Bayu memejamkan kelopak matanya, lalu berusaha mengambil napas dan mengembuskannya perlahan untuk menenangkan dirinya yang masih diliputi amarah. Apa yang dikatakan Ayuni benar, tidak seharusnya perkara kecil itu menimbulkan adu argumen yang tidak diperlukan. Tampaknya Bayu merasa terbebani dengan tanggungan kelancaran dan keberhasilan kegiatan ini sebagai Ketua Pelaksana, sehingga ia mengharuskan semua urusan harus 'sempurna' dan mudah terpancing dengan kesalahan kecil yang sebenarnya bisa ditoleransi atau tidak terlalu fatal.
Akhirnya lelaki itu berbalik badan, kemudian berjalan menjauh dari mereka. "Aku mau ke Candi Sumur untuk menyusul anggota lain, kalian pergi berpencarlah. Nanti pukul 11 siang kita kembali berkumpul di titik awal." ujarnya.

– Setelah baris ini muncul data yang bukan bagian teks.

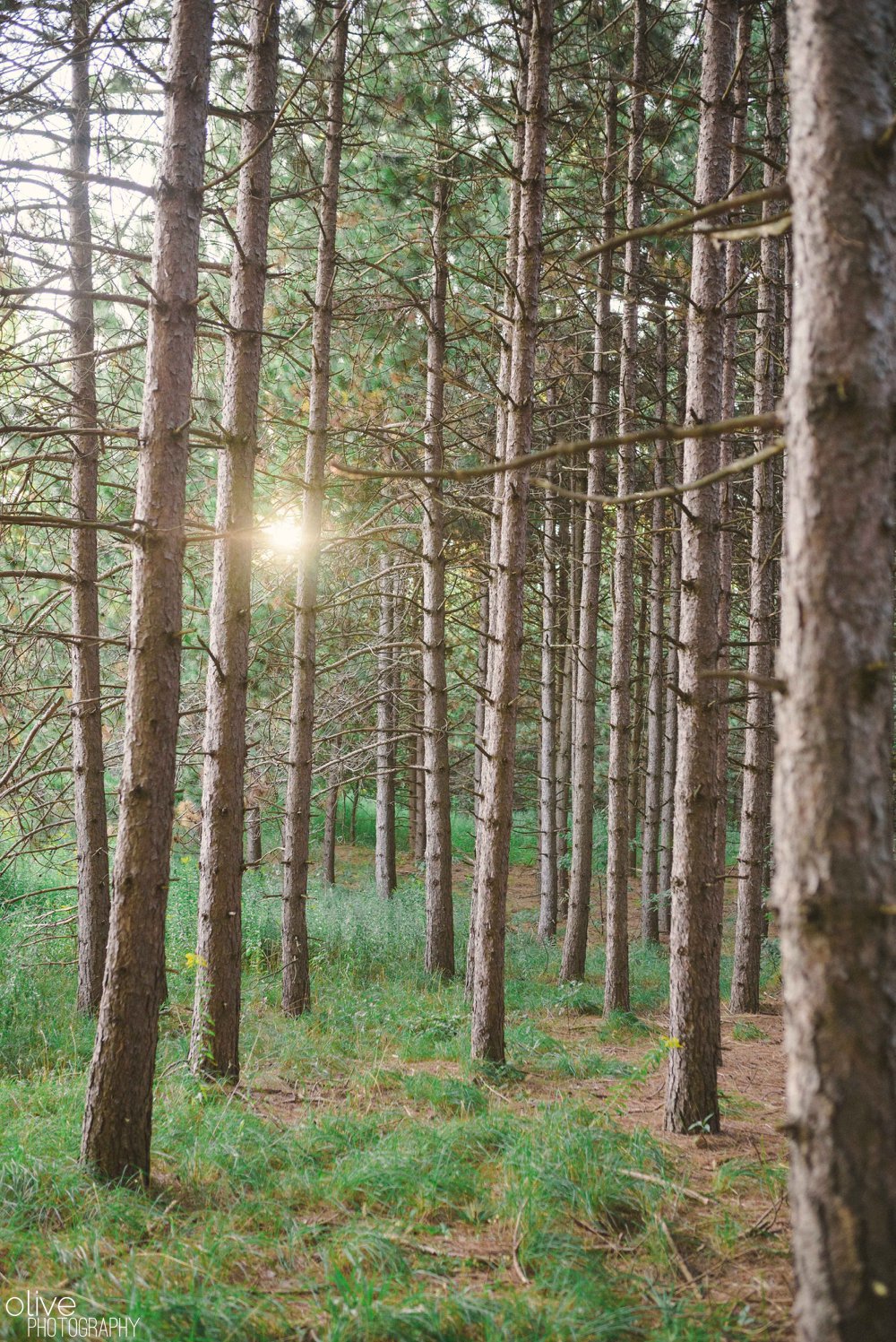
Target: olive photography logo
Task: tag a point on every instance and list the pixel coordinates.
(39, 1314)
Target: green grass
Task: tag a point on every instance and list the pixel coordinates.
(389, 1190)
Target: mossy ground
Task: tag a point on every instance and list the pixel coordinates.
(365, 1180)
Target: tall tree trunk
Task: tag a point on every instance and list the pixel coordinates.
(547, 734)
(616, 990)
(216, 1008)
(331, 815)
(582, 769)
(440, 913)
(506, 333)
(671, 714)
(297, 983)
(385, 840)
(653, 768)
(86, 721)
(833, 882)
(567, 536)
(119, 1088)
(253, 836)
(696, 894)
(755, 802)
(639, 713)
(507, 605)
(741, 94)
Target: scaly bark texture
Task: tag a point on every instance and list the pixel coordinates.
(833, 883)
(655, 688)
(671, 713)
(582, 763)
(216, 1008)
(734, 269)
(86, 723)
(755, 801)
(547, 734)
(691, 1095)
(507, 613)
(440, 915)
(297, 982)
(616, 985)
(119, 1088)
(506, 335)
(328, 861)
(385, 870)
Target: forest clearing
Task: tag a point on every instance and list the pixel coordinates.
(445, 663)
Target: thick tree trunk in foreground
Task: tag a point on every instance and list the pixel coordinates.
(507, 613)
(216, 1009)
(119, 1088)
(696, 891)
(755, 802)
(616, 987)
(833, 883)
(671, 714)
(440, 914)
(655, 688)
(86, 723)
(506, 334)
(297, 983)
(386, 874)
(582, 766)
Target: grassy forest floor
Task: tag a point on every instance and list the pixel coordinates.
(367, 1182)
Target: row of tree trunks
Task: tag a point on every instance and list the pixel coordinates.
(549, 725)
(116, 1139)
(833, 883)
(755, 799)
(696, 890)
(655, 688)
(506, 615)
(440, 915)
(297, 983)
(739, 94)
(216, 1010)
(585, 653)
(383, 858)
(616, 988)
(86, 723)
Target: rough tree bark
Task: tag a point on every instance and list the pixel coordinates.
(334, 777)
(385, 870)
(547, 734)
(86, 723)
(639, 713)
(506, 333)
(216, 1008)
(671, 714)
(833, 883)
(616, 988)
(653, 766)
(569, 583)
(119, 1088)
(755, 802)
(582, 766)
(507, 591)
(297, 983)
(253, 836)
(440, 915)
(741, 96)
(691, 1095)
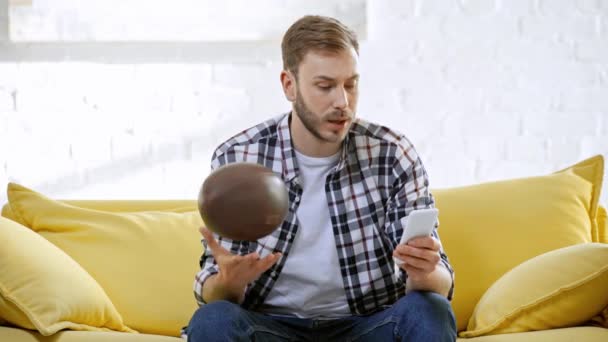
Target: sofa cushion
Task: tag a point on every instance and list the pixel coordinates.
(545, 292)
(42, 288)
(489, 228)
(8, 334)
(145, 261)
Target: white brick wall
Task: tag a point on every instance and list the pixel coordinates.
(485, 89)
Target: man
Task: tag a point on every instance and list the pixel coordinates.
(327, 273)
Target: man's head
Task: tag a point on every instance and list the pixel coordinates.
(320, 78)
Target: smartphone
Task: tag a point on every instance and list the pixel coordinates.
(419, 222)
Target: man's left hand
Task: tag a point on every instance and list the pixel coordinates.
(420, 257)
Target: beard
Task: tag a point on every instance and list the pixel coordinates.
(313, 122)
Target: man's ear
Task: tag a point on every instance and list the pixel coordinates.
(288, 81)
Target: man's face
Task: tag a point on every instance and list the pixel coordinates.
(326, 96)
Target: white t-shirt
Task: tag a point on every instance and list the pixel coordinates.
(310, 284)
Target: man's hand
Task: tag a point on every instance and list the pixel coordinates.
(420, 256)
(422, 262)
(235, 271)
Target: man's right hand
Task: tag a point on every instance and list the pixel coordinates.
(235, 271)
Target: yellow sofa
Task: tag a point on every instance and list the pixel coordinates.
(530, 255)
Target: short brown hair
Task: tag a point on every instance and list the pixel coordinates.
(315, 33)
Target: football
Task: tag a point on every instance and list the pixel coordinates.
(243, 201)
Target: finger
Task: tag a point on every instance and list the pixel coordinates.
(265, 263)
(421, 264)
(427, 242)
(420, 253)
(212, 243)
(414, 273)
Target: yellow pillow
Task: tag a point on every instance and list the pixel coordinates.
(42, 288)
(145, 261)
(558, 289)
(487, 229)
(602, 225)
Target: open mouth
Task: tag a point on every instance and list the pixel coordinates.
(338, 123)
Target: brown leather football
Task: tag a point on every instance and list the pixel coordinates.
(243, 201)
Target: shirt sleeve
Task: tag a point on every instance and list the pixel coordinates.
(410, 192)
(207, 262)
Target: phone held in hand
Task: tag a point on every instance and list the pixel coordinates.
(418, 223)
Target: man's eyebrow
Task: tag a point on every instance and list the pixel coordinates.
(327, 78)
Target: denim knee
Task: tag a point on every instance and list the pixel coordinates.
(426, 316)
(210, 318)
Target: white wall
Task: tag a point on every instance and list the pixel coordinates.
(486, 90)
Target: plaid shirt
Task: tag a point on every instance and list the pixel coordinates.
(377, 182)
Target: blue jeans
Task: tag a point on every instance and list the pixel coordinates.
(419, 316)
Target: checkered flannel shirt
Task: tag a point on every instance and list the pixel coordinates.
(378, 181)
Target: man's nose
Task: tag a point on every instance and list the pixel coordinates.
(341, 98)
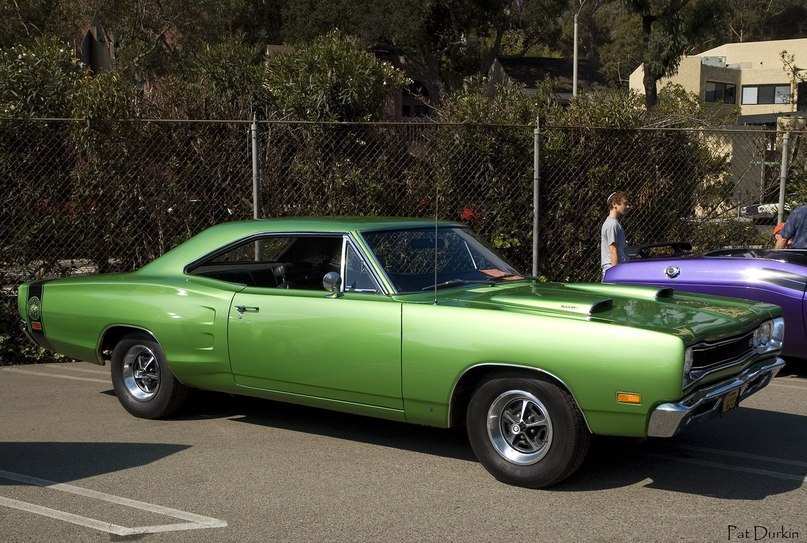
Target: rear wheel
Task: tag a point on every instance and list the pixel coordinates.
(526, 432)
(142, 380)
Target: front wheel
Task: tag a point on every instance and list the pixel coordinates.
(526, 432)
(142, 380)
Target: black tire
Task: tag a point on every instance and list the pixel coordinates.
(526, 432)
(142, 380)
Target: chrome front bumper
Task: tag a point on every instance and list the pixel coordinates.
(668, 419)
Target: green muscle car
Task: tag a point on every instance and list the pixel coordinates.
(413, 321)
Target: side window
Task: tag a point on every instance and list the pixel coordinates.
(294, 262)
(357, 277)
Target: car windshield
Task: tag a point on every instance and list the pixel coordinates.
(408, 257)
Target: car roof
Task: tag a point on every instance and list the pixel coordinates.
(222, 234)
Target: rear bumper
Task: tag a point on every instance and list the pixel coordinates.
(668, 419)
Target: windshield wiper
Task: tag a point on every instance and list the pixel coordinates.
(457, 282)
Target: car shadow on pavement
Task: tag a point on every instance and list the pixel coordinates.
(739, 457)
(749, 455)
(451, 443)
(70, 461)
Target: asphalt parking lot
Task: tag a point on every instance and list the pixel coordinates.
(74, 466)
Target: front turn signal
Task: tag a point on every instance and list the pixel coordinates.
(628, 397)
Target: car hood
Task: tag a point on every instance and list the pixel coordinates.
(689, 316)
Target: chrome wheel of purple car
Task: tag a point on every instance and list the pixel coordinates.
(519, 427)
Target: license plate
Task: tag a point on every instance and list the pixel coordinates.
(730, 401)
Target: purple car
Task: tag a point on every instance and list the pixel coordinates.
(766, 275)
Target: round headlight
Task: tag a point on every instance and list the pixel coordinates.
(762, 335)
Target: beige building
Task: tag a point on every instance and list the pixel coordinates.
(751, 75)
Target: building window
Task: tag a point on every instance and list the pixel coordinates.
(766, 94)
(720, 92)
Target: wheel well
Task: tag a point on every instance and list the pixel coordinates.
(471, 379)
(113, 335)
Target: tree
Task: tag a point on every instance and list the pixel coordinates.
(331, 79)
(435, 42)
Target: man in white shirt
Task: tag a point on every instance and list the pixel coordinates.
(613, 243)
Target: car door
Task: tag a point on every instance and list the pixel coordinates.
(303, 340)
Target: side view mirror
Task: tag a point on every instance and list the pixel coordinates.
(331, 282)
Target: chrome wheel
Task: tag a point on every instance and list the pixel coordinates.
(519, 427)
(141, 372)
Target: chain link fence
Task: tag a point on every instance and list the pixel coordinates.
(81, 198)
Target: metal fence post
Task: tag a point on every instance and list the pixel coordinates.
(536, 177)
(256, 188)
(783, 176)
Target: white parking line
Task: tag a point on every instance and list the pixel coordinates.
(780, 385)
(195, 522)
(70, 367)
(72, 378)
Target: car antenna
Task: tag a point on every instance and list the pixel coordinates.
(436, 214)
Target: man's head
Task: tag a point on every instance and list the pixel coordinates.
(618, 202)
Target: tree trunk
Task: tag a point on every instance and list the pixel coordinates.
(650, 77)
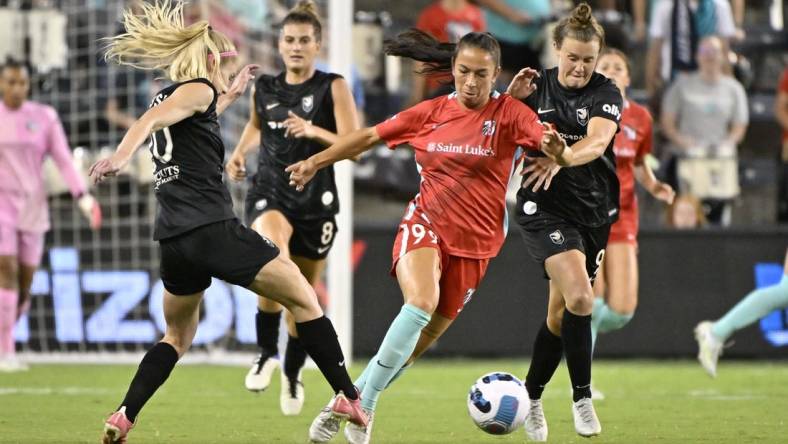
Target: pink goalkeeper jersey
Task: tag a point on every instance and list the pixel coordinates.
(28, 134)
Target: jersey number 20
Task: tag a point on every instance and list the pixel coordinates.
(154, 146)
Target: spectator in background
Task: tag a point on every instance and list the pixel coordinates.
(517, 25)
(686, 212)
(447, 21)
(29, 131)
(676, 28)
(781, 112)
(705, 115)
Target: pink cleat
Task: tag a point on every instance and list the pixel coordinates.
(350, 409)
(116, 427)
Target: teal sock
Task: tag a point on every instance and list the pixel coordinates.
(361, 382)
(596, 318)
(398, 374)
(613, 320)
(397, 346)
(754, 306)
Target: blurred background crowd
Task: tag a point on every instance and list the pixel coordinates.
(713, 73)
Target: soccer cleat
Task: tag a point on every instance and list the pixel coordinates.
(291, 398)
(259, 376)
(349, 409)
(535, 422)
(116, 427)
(709, 347)
(586, 422)
(356, 434)
(325, 426)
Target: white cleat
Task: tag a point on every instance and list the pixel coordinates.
(356, 434)
(535, 422)
(709, 347)
(586, 422)
(291, 398)
(325, 426)
(259, 376)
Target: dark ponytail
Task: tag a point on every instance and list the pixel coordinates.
(580, 25)
(438, 57)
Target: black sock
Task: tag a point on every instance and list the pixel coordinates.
(153, 370)
(319, 339)
(267, 326)
(295, 356)
(547, 355)
(576, 335)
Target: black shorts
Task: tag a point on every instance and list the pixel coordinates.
(312, 238)
(546, 235)
(226, 250)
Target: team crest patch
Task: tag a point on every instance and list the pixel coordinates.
(582, 116)
(488, 128)
(307, 103)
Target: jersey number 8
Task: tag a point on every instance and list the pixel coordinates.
(154, 146)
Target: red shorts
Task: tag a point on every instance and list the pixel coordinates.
(625, 230)
(460, 276)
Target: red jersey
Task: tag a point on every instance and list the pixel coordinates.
(783, 88)
(465, 158)
(448, 27)
(631, 145)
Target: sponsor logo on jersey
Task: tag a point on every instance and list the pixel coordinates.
(307, 103)
(467, 298)
(582, 116)
(468, 149)
(488, 128)
(613, 110)
(557, 237)
(166, 175)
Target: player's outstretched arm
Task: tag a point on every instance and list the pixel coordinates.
(187, 100)
(346, 147)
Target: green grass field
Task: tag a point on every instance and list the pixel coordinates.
(647, 401)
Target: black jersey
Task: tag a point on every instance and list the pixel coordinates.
(188, 177)
(312, 101)
(587, 194)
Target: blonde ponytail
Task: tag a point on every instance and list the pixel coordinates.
(158, 40)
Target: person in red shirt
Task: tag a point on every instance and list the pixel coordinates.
(781, 112)
(447, 21)
(467, 144)
(617, 287)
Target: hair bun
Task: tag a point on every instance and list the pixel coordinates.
(581, 14)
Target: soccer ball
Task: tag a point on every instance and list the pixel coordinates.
(498, 403)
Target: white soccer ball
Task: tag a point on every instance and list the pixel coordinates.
(498, 403)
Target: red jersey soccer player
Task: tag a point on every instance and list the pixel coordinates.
(631, 145)
(466, 147)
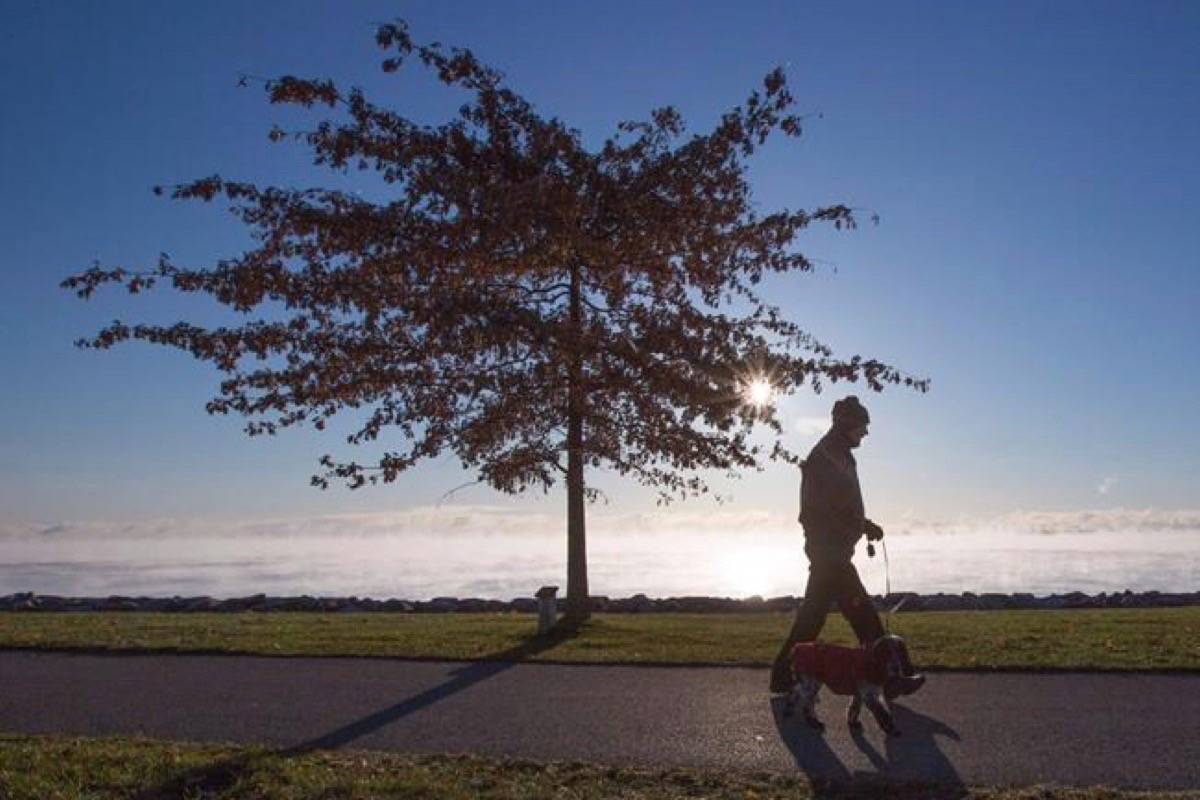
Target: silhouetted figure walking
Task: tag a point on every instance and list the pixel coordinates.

Ayuni ingin mengikuti Bayu dari belakang, berniat membujuk lelaki itu agar mau memaafkannya, namun dicegah oleh Pratama.
"Biarkan Bayu sendiri dulu, sekarang ini dia memang banyak pikiran dan sering merasa cemas. Jadi biarkan ia menenangkan batinnya dulu, ia tidak marah padamu, justru ia sedang marah pada dirinya sendiri karena tidak bisa mengontrol emosinya." ucap Pratama.
"Kalau begitu kalian berkeliling berdua saja dulu, aku mau mampir ke museum sebentar." balas Ayuni singkat dan segera pergi meninggalkan Pratama dengan Amina. Mereka berdua pun saling melempar tatapan tanpa mengeluarkan sepatah kata.
Amina memperlihatkan kamera Sony Alpha A6000 miliknya kepada Pratama. "Mau menemaniku untuk melihat-lihat dan memotret beberapa candi disini?"
Pratama mengangguk. "Boleh, mau lihat Candi Jiwa?"
| 𝐓𝐇𝐄 𝐑𝐈𝐕𝐄𝐑 𝐎𝐅 𝐏𝐀𝐒𝐓 & 𝐅𝐔𝐓𝐔𝐑𝐄 |
Berbeda dengan candi-candi yang berada di sekitar kompleks Batujaya, letak Candi Sumur ini cenderung menjorok di bawah permukaan tanah. Berbentuk persegi panjang dengan lubang di bagian tengahnya, dinamakan Candi Sumur karena bentuknya yang mirip dengan tempat tampungan air, masyarakat berasumsi jika pada zaman dahulu tempat itu digunakan untuk mengambil air ketika sedang mengadakan ritual keagamaan di Candi Blandongan.
Sebenarnya Bayu memiliki hipotesis sendiri mengenai beberapa candi di kawasan Batujaya, ia menganggap jika semua situs yang tersebar di tempat itu merupakan satu lingkup bangunan yang tercerai berai karena terpendam selama beribu-ribu tahun, sehingga terkesan candi-candi itu terpisah dan berbeda bangunan. Bayu juga berpendapat bahwa di daerah inilah pusat pemerintahan Kerajaan Tarumanegara, karena jika mengutip Naskah Wangsakerta, Istana Kerajaan Tarumanegara terletak di tepi muara Sungai Citarum, sedangkan jarak dari kompleks percandian Batujaya ke Sungai Citarum hanya berkisar 2 kilometer saja. Tetapi ia tidak ingin terlalu berlarut pada teori buatannya, karena bukan itu prioritas utamanya. Tujuan ekspedisi kali ini ia menargetkan prasasti di sekitar anak sungai Citarum, yaitu Kali Gomati dan Candrabhaga.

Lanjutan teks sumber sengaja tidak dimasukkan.